La Barbera – Quelle della Pianosa che danno legnate. Dice che sono incappucciate? O sono Trapanesi?
Gioè: No, perché c’è una guardia (incomprensibile), della provincia di Trapani che viene dalla Pianosa e gli ha raccontato tutte cose…(incompr. ) una decina, no? Quattro sono della provincia di Trapani.
La Barbera – Uh! Uh! Tutti quei nomi di là ancora non sono pronti?…
Gioè – Eh! Ce ne sona quattro della provincia di Trapani, circa tre di Sciacca e uno di Palermo.

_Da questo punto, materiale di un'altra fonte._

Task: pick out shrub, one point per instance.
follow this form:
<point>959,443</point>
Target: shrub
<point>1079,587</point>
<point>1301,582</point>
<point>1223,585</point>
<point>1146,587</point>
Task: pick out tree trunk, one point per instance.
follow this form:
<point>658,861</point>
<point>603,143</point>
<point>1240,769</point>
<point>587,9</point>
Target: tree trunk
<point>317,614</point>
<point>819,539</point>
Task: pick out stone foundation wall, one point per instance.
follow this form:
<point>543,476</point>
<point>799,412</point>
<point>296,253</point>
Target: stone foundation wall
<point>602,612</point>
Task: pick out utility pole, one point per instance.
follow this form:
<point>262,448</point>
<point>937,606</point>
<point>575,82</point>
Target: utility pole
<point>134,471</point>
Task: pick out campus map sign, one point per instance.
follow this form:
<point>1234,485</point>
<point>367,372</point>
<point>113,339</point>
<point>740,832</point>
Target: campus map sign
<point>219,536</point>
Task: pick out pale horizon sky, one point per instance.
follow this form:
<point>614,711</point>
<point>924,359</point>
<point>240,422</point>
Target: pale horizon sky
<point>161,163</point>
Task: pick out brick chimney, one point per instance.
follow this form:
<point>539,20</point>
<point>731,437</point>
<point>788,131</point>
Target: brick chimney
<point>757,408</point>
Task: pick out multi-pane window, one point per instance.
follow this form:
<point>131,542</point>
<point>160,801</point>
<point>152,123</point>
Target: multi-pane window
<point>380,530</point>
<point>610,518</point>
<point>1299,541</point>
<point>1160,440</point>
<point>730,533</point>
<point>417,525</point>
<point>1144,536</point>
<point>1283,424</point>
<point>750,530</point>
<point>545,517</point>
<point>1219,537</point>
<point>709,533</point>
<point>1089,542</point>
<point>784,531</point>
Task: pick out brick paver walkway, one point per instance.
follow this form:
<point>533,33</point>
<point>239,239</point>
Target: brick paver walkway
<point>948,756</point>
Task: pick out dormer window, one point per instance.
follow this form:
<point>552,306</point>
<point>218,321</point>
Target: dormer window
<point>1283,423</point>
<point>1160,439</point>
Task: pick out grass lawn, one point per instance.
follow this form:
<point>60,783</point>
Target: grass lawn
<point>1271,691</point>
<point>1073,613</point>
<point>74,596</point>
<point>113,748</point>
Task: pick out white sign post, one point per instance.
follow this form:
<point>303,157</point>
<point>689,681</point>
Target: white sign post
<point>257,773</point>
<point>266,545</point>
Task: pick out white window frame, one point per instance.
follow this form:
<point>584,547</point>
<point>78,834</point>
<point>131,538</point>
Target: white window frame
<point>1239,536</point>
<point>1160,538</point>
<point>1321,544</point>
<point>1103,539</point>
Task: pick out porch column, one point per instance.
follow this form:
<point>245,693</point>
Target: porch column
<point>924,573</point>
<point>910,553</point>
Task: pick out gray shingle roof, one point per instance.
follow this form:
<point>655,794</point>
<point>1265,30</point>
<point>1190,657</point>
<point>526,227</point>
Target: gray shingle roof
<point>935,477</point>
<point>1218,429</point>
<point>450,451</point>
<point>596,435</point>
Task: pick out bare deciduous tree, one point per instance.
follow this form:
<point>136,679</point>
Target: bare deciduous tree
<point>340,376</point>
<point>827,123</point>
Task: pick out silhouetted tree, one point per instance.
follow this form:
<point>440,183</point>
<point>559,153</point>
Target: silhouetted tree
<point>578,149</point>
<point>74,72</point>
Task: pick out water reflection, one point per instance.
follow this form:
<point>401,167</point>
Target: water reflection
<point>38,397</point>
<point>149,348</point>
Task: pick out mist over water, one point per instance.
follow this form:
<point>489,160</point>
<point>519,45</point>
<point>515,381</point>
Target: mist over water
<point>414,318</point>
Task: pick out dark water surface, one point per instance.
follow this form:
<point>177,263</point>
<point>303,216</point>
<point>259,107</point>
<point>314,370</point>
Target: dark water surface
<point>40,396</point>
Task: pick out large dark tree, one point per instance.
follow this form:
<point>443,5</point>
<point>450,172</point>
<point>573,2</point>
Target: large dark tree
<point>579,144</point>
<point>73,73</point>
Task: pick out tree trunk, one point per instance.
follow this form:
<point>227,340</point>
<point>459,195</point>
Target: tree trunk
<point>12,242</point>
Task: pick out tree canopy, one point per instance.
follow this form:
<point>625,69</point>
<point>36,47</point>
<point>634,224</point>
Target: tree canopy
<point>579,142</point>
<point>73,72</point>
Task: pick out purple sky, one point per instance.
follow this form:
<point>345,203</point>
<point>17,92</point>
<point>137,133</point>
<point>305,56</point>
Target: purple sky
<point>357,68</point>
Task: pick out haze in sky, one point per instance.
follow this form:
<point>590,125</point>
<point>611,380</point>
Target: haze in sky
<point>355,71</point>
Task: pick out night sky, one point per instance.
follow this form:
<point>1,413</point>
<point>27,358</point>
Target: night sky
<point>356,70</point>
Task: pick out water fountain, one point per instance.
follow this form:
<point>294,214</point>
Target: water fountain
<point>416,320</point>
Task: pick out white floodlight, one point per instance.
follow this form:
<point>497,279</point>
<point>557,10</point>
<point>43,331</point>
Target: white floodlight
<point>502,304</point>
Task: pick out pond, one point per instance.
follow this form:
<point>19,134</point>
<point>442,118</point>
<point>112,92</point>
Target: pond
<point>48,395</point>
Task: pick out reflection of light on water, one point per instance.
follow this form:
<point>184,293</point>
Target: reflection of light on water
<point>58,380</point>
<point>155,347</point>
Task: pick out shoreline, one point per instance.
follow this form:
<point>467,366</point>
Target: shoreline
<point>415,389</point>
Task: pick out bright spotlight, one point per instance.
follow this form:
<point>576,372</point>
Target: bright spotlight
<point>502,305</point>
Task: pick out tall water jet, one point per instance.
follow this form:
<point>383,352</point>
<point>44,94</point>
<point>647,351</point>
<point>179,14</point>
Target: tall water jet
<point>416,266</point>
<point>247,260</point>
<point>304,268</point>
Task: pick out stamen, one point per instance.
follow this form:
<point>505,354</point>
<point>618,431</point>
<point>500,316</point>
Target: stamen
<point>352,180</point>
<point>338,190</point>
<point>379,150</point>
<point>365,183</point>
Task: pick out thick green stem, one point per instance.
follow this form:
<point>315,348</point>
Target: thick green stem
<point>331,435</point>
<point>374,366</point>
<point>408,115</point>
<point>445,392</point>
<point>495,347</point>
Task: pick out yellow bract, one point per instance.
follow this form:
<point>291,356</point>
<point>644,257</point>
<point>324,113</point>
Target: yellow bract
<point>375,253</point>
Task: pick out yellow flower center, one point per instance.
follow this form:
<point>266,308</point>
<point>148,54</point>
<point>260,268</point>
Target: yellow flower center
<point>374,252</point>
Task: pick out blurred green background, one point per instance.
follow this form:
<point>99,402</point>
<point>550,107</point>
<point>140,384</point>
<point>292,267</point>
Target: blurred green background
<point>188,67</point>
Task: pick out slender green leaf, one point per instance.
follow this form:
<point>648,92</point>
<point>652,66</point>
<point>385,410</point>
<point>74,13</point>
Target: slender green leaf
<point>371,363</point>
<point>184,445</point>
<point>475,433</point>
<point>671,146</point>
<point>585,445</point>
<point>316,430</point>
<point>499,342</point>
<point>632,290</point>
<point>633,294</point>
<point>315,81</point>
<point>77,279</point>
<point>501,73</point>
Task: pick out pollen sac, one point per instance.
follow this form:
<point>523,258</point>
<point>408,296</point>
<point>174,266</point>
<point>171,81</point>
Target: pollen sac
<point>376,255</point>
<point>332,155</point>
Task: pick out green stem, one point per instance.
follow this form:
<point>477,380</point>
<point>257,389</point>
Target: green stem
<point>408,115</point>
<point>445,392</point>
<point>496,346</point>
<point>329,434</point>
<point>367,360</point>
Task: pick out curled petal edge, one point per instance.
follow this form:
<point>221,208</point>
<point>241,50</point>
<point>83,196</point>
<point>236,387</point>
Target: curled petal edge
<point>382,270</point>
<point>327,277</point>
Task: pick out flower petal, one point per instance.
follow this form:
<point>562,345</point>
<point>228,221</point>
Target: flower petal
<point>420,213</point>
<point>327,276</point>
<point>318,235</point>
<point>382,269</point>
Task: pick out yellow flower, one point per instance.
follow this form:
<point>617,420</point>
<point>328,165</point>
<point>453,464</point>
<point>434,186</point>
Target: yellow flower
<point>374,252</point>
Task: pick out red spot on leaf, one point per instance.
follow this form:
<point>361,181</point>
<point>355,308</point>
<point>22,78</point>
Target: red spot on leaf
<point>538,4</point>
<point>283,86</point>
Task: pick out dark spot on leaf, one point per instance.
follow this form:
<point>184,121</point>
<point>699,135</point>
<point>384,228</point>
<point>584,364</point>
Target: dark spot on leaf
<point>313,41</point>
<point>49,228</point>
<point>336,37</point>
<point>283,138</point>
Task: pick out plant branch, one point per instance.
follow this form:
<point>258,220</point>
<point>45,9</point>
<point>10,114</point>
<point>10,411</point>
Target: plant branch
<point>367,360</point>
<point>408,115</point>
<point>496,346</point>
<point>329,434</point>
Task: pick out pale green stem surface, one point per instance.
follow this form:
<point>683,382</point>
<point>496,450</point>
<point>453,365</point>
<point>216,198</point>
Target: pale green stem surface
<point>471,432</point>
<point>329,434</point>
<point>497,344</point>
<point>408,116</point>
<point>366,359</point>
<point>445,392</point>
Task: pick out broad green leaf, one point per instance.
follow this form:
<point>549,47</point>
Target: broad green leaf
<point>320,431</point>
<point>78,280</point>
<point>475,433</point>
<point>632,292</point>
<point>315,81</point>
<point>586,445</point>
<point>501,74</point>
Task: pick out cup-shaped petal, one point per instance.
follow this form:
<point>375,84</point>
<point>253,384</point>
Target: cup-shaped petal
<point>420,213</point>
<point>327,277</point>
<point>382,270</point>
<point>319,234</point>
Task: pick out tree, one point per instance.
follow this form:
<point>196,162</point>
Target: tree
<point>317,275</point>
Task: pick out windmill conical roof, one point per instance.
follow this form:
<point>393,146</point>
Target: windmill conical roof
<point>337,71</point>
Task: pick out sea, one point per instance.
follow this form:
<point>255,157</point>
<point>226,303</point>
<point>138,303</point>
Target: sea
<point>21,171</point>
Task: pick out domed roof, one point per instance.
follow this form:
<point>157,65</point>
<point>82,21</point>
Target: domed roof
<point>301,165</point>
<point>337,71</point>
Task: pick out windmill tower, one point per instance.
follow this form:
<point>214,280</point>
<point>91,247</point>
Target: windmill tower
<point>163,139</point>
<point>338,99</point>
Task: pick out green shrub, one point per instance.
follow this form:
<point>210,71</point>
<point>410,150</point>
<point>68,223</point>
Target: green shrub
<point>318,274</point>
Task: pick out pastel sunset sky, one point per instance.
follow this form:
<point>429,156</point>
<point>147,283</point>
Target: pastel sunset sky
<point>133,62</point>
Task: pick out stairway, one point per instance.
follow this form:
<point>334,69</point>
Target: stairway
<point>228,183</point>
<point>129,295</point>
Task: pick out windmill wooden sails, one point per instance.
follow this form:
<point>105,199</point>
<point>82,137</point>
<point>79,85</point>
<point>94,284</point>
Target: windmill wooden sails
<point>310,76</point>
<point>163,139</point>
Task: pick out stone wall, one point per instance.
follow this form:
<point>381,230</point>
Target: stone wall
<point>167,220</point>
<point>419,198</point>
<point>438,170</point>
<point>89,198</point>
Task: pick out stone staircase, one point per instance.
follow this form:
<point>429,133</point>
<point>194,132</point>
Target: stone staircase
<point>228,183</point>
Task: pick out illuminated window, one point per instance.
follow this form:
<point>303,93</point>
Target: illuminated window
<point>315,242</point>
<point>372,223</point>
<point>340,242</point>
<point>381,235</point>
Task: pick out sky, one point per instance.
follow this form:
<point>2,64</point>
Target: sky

La Barbera – Di Palermo? Di dove?
Gioè – Dobbiamo vedere di dov’è. Quelli che hanno preso in provincia di Trapani li hanno intercettati. Ora per quelli di Sciacca, dove stanno. Già loro di un paio sanno dove stanno. Le porte, le case, tutte cose… campanello, … minchia questo appena arriva, … a uno se lo devono portare vivo e non si deve trovare più… Lo devono trovare fatto a pezzi con la roncola
”.

L’attento ai danni degli agenti residenti a Sciacca non verrà mai attuato.

Anni dopo l’Italia e la Sicilia lo ritroverà in manette a Palermo, davanti alla clinica medica dove per anni si era curato. A distanza di 9 mesi, la sua morte porta con sé i misteri e i dubbi sulla sua cattura e sulla sua latitanza, certi che al boss di Cosa Nostra gli appoggi, anche a Sciacca, non mancavano.